一:Lucene3.6过滤器的实现
以空间搜索为例,以下是代码:
public static final class DistanceFilter extends Filter
{
private static final long serialVersionUID = 1L;
private float Radius;
private double x;
private double y;
public DistanceFilter(String location, float radius)
{
this.Radius = radius;
String[] parts = location.split(",");
this.x = Double.valueOf(parts[0]);
this.y = Double.valueOf(parts[1]);
}
private static double rad(double d)
{
return d * Math.PI / 180.0;
}
public DocIdSet getDocIdSet(IndexReader reader) throws IOException
{
OpenBitSet result = new OpenBitSet(reader.maxDoc());
TermDocs td = reader.termDocs(new Term("type", "restaurant"));
double destination_x;
double destination_y;
while (td.next())
{
Document doc = reader.document(td.doc());
String field = doc.get("location");
String[] loca = field.split(",");
destination_x = Double.valueOf(loca[0]);
destination_y = Double.valueOf(loca[1]);
if (getDistance(x, y, destination_x, destination_y, Radius))
{
result.set((long) td.doc());
}
}
return result;
}
public boolean getDistance(double x, double y, double dx, double dy, float radius)
{
double radLat1 = rad(x);
double radLat2 = rad(y);
double wadLat1 = rad(dx);
double wadLat2 = rad(dy);
double a = radLat1 - wadLat1;
double b = radLat2 - wadLat2;
double s = 2 * Math.asin(Math.sqrt(Math.pow(Math.sin(a / 2), 2) + Math.cos(radLat1) * Math.cos(wadLat1)
* Math.pow(Math.sin(b / 2), 2)));
s = s * EARTH_RADIUS;
if (s > radius)
return false;
return true;
}
在Lucene3.6中TermDoc这个类非常有用,可以直接从IndexReader中读取有关term的所有信息,过滤就是从TermDoc中展开。

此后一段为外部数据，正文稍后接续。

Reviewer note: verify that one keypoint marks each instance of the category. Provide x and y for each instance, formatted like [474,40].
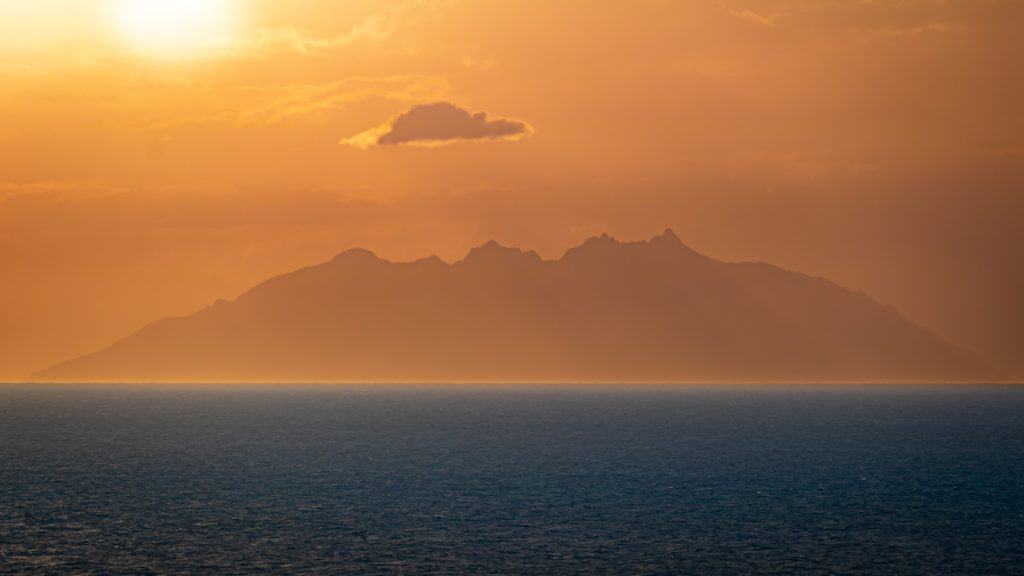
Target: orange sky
[145,171]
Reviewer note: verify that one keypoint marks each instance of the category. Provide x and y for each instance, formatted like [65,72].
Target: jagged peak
[668,237]
[492,250]
[356,254]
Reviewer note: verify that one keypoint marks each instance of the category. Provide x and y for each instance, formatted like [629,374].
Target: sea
[511,480]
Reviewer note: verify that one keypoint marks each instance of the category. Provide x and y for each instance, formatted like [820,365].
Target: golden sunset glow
[173,27]
[158,155]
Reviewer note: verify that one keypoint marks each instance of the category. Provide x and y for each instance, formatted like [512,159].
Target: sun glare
[173,28]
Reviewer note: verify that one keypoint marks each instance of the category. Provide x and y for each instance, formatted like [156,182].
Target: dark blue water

方法getDocIdSet(IndexReader reader)是从filter中继承的必须实现的方法,返回值是DocIdSet类型的,就是说只要条件符合,result的set方法就将这篇文档标记为需要返回的类型,未被标记的就不返回,从而实现过滤功能。
二:Luene4.0过滤器的实现
在Lucene4.0中,TermDoc这个类被删除了,但是提供了其他的类来代替,具体来讲是用TermsEnum/FieldsEnum/DocsEnum这几个类来代替TermDoc/TermEnum/TermPosition,所以,为了实现过滤要稍微麻烦一点,以下是代码:
public DocIdSet getDocIdSet(AtomicReaderContext context, Bits livedocs) throws IOException
{
OpenBitSet result = new OpenBitSet(context.reader().maxDoc());
double destination_x;
double destination_y;
int document;
BytesRef term=new BytesRef("restaurant");
DocsEnum docEnum = context.reader().termDocsEnum(livedocs,"type",term,false);
while((document=docEnum.nextDoc())!=DocsEnum.NO_MORE_DOCS){
Document doc = context.reader().document(document);
String xfield = doc.get("X");
String yfield=doc.get("Y");
destination_x = Double.valueOf(xfield);
destination_y = Double.valueOf(yfield);
if (getDistance(x, y, destination_x, destination_y, Radius))
{
result.set(docEnum.docID());
}
}
return result;
}
该处省去了跟Lucene3.6中相同的代码,看起来4.0中实现过滤要比3.6中复杂一些。
首先是IndexReader被替换成了AtomicReaderContext,TermDoc被替换成了DocsEnum,具体实现详见代码。